Global snapshot and its handling in local transactions.

  • The root has to ask for snapshot of running global transactions to GTP. GTP collects GXID of running global transactions and provides this set of GXIDs as a global snapshot.
  • Root has to propagate this global snapshot to its children and so forth. This is associated with the local transaction of children.
  • In visibility check, if a local XID (in xmin/xmax and others) is associated with GXID (we may need a flag in each row to indicate this), such transaction visibility should be determined based on its GXID appearing in the snapshot (note that in global snapshot, both terminated GXID and runing GXID appears, depending upon its syntax). Details will be given below.
  • Visibility of local transactions not associated with GXID can be handled in the same manner as current usual local transactions.
  • For a local transaction without GXID, there are no global snapshot and no GXID is used for visibility check even target row's xid is associated with GXID. Thus, for the local transactions, there will be no additional overhead.

Global snapshot data format

Global snapshot data can be represented in the following format:

(GXID_0_0, ..., GXID_0_M) GXMIN (GXID_1_0, ..., GXID_1_N) GXMAX

GXMIN means global tansaction whose gxid is smaller than this value are all terminated (commited/aborted), unless appearing in the list (GXID_0_0, ... GXID_0_M). This is used to save the amount of snapshot especially when only very few number of global transactions are alive for error ercovery (typically local commit failure).

GXMAX means this is the maximum value of currently assigned gxid and global transactions with gxid larger than GXMAX has to be regarded as running.

(GXID_1_0, .... , GXOD_1_N) represents a set of GXIDs whose gxid is between GXMIN and GXMAX and has already terminated. The reason for this is we cannot guarantee the transaction is running when assocaited database instance is down after the transaction is reported to begin and before it reports to be terminated.

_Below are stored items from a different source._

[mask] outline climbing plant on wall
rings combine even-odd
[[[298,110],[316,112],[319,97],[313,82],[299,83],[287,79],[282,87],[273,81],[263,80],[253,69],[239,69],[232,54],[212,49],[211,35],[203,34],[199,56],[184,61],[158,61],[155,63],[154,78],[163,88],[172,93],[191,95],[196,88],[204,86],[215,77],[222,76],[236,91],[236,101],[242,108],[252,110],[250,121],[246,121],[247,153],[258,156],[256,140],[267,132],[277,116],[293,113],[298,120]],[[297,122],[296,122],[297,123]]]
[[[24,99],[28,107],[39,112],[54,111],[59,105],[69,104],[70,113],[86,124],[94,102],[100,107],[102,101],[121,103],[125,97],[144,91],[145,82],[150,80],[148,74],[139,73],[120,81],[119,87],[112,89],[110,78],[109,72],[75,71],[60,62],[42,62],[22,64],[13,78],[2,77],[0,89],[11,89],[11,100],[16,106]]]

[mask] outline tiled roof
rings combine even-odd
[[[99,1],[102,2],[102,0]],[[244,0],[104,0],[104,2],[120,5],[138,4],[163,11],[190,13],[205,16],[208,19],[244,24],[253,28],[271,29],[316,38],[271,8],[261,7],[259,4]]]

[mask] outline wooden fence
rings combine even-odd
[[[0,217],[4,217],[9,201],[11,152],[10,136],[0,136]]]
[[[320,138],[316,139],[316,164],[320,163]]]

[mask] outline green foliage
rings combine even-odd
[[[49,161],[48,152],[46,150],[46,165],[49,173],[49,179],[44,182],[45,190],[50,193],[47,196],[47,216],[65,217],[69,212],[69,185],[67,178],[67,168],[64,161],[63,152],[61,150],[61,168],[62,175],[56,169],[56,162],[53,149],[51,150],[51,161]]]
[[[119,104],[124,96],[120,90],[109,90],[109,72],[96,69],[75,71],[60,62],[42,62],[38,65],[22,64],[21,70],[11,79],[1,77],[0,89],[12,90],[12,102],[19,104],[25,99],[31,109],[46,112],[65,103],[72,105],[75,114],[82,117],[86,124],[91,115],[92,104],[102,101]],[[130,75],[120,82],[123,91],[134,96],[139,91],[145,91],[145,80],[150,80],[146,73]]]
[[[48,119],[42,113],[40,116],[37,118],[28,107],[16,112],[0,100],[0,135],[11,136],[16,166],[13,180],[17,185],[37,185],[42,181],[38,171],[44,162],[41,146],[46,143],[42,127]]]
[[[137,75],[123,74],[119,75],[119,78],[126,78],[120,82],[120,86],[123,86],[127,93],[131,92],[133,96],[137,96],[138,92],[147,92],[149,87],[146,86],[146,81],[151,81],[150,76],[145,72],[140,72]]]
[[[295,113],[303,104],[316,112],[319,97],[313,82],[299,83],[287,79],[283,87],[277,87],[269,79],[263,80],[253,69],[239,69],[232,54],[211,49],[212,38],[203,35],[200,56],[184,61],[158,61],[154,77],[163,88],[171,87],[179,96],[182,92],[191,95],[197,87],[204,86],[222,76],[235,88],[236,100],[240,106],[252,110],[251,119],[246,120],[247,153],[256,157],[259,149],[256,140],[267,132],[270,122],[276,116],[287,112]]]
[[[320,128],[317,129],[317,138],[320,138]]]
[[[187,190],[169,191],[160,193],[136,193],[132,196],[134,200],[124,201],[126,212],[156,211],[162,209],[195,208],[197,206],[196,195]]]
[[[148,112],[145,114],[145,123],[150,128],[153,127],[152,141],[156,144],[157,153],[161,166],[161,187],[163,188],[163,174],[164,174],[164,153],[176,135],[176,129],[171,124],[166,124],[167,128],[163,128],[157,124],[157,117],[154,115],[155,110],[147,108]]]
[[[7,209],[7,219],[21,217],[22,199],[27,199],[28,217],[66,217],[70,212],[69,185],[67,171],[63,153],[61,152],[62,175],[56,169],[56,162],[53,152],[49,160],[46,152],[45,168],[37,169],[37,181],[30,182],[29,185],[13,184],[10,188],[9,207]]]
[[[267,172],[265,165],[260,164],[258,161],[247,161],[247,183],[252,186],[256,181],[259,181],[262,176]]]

From the above, there are multiple snapshot representation possible for a given situation. GPT should provide the minumum size snapshot by calculating optimal value for GXMIN and GXMAX.

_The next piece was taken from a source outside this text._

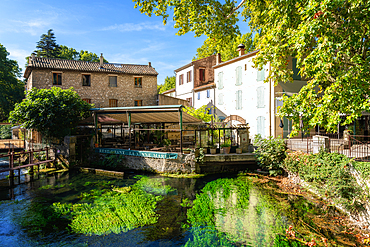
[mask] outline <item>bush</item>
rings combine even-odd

Global snapshot maintenance in GTP

GXID in GTP cannot be removed in GTP immediately because we have a chance that other global transaction depends upon this.

When a transaction terminates, its GXID is marked as finished and is associated with set of running GXIDs as referring GXIDs. Each of such GXID can be removed from the list when it terminates. When referring GXID becomes zero, then such GXID information can be removed from GTP.

When a database instance gets down and restarts, all the associated transaction are automatically aborted. In this case, each database instance should report this to GTP and GTP can clean up its global transaction information if dbid matches to such database instance.

Please note that such GXID will not appear in the snapshot requested after it ternates. This can be used to calculate GXMIN in the snapshot to minimize the amount of global snapshot.

Global snapshot maintenance in local database instances

Loclal database instances cannot remove GXID associated with local immediately when this GXID terminates because other global transaction can refer to this afterwords. Local database instance should inquire GTP about valid GXID periodically to prevent bloat. If such GXID is not present at GTP, local database instance can remove this. Please note that such remaining GXID-XID mapping does not affect the visibility check correctiveness but can impact the performance.

Database instance beloging to more than one database cluster

We can allow a database instance can belong to more than one cluster. In this case, we need to extend the above with cluster-id. Any global transaction need to determine which cluster it belongs to and GXID and global snapshot request to appropriate GTP. In this case, GXID can be represented as (cluster-id, dbid, gxid).